On a fresh installation of lighttpd (which I chose instead of Apache because the server was dreadfully old and slow), I discovered that although html and other client-side files worked fine, trying to browse php and cgi files resulted in a “403 Forbidden” message. Being an Apache veteran, I checked the htaccess (there was none), made sure the permissions were properly set (world-readable), and looked through the config file to make sure I had gotten rid of all of the lines that instructed the server to return 403 on .php requests (I had had a problem with those in Apache once). Nothing. I checked the error log – nothing noteworthy.

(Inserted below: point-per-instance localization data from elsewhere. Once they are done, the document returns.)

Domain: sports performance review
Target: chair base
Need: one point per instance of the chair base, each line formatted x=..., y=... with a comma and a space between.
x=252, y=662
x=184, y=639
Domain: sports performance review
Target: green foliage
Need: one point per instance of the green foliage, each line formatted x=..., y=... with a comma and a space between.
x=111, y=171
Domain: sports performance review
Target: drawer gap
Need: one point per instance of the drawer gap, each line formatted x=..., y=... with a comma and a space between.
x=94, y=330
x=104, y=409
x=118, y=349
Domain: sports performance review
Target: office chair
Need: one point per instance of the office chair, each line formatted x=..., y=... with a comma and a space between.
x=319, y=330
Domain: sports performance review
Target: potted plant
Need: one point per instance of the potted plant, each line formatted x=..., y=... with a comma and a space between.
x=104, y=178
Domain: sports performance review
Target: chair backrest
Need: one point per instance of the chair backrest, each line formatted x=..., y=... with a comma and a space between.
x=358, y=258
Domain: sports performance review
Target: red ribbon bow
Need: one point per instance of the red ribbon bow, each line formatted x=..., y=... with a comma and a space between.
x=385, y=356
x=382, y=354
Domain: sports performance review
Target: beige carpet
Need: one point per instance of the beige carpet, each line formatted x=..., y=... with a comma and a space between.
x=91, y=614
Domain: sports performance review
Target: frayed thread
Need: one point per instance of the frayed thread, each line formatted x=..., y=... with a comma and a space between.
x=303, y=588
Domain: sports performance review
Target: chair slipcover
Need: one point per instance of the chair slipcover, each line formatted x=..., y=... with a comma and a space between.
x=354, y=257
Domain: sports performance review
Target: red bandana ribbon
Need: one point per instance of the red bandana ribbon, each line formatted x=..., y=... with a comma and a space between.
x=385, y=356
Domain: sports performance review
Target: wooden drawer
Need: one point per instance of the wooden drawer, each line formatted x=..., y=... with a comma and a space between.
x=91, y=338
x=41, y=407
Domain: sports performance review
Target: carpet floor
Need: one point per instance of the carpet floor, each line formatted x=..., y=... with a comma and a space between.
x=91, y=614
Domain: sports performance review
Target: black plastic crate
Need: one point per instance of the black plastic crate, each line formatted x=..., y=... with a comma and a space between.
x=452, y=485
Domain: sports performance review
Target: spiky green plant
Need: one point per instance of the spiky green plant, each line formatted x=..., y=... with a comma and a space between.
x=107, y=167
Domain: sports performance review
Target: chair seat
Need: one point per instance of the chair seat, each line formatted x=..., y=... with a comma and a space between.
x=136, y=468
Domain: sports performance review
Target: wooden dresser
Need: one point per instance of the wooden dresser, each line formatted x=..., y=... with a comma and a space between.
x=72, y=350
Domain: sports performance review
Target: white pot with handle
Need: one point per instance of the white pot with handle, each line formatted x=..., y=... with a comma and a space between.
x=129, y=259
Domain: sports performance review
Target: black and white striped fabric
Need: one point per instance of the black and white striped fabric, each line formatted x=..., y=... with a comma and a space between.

I next checked to make sure the modules were being loaded. Well, the instruction to load the modules was right there:

server.modules = (
            "mod_access",
            "mod_alias",
            "mod_accesslog",
            "mod_compress",
            "mod_fastcgi",
#           "mod_rewrite",
#           "mod_redirect",
#           "mod_evhost",
#           "mod_usertrack",
#           "mod_rrdtool",
#           "mod_webdav",
#           "mod_expire",
#           "mod_flv_streaming",
#           "mod_evasive"
)

Later on in the file, I found instructions to load php via fast-cgi:

static-file.exclude-extensions = ( ".php", ".pl", ".fcgi",".cgi")

The ultimate solution was trivial. Lighttpd apparently has pretty bad error reporting – the modules were not, in fact, being loaded. I had to move the appropriate files from /etc/lighttpd/conf-available to /etc/lighttpd/conf-enabled.